A contrario, des régions et des populations entières accusées à tort ou à raison d’avoir soutenu l’ancien régime sont aujourd’hui ostracisées dans la Libye nouvelle. La ligne de fracture actuelle se situe donc bien entre ces deux pôles et non entre « islamistes » et « libéraux » comme cela est trop souvent présenté de manière caricaturale dans la presse étrangère. Ainsi, pour les Zintan par exemple, la lutte contre les milices salafistes relève davantage d’une lutte pour le contrôle de territoires et d’influence que d’une lutte idéologique.

Retrouver une cohésion nationale

Il en est de même à Benghazi où les assassinats d’officiers se sont multipliés ces derniers mois. Ils ont visé principalement des cadres ayant fait carrière sous l’ancien régime mais qui s’étaient cependant ralliés très tôt à l’insurrection. L’absence d’idéologie dans la majorité des affrontements actuels ne sera bien évidemment plus de mise lorsque se posera la question de l’instauration d’une Constitution et de la référence à la charia dans celle-ci.

C’est dans cette perspective qu’il faut considérer l’enjeu de la loi « d’exclusion politique » votée en mai 2013 par le Conseil national général (le parlement) sous la menace des milices. Cette loi vise en effet à écarter de tous les emplois publics ou semi-publics les Libyens ayant servi sous l’ancien régime. En prévision des dérives prévisibles de cette loi d’exclusion, le Conseil a adopté le 23 septembre une loi sur la justice transitionnelle qui devrait en théorie encadrer juridiquement les pratiques d’exclusion.

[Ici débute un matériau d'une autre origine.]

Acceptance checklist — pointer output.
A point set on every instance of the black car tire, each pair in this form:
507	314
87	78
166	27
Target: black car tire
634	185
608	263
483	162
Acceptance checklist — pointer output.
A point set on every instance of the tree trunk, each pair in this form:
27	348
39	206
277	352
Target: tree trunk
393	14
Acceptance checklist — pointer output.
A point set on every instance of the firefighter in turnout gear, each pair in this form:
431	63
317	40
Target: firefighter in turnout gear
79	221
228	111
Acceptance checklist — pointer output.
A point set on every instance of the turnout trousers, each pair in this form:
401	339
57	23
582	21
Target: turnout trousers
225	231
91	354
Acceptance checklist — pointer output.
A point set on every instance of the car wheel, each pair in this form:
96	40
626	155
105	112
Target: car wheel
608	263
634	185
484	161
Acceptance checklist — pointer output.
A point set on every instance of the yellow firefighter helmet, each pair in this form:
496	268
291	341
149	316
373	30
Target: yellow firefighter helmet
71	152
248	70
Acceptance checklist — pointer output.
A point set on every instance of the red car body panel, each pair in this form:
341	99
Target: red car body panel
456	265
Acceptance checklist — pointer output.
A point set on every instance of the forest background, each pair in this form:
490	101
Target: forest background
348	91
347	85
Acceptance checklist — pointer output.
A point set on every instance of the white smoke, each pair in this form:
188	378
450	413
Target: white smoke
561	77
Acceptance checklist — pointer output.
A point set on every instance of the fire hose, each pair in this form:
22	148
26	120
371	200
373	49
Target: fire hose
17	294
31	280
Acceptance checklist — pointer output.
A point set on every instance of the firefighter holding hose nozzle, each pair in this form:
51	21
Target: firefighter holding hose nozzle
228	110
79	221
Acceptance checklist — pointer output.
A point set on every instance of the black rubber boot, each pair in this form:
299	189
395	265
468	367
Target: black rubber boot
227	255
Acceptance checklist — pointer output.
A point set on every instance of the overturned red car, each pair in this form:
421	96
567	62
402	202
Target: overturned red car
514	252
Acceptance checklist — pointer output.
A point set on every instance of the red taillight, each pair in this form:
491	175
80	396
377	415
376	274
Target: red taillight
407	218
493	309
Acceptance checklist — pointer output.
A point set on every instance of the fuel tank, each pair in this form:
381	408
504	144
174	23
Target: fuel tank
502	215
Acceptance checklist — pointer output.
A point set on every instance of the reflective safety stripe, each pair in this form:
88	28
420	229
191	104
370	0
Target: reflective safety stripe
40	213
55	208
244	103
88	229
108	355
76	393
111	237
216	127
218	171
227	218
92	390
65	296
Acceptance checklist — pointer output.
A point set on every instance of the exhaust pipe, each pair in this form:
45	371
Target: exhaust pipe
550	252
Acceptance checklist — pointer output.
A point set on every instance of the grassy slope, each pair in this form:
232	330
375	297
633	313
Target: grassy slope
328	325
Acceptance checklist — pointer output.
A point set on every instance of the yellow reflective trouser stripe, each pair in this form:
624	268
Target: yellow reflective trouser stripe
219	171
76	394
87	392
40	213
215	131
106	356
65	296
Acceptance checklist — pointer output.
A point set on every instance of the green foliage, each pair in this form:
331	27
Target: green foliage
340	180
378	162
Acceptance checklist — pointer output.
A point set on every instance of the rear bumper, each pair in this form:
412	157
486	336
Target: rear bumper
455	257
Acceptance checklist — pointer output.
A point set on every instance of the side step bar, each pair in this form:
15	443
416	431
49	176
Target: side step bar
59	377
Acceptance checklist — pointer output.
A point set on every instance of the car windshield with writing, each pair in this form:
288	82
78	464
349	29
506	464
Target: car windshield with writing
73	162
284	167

Parallèlement à la reconstruction d’un État en Libye, la question de la réconciliation nationale constitue donc bien l’enjeu prioritaire dans un contexte où la guerre civile a non seulement militarisé les esprits mais aussi fait voler en éclats une identité nationale fragile, à la construction de laquelle le régime autoritaire du colonel Kadhafi avait de manière paradoxale notablement contribué.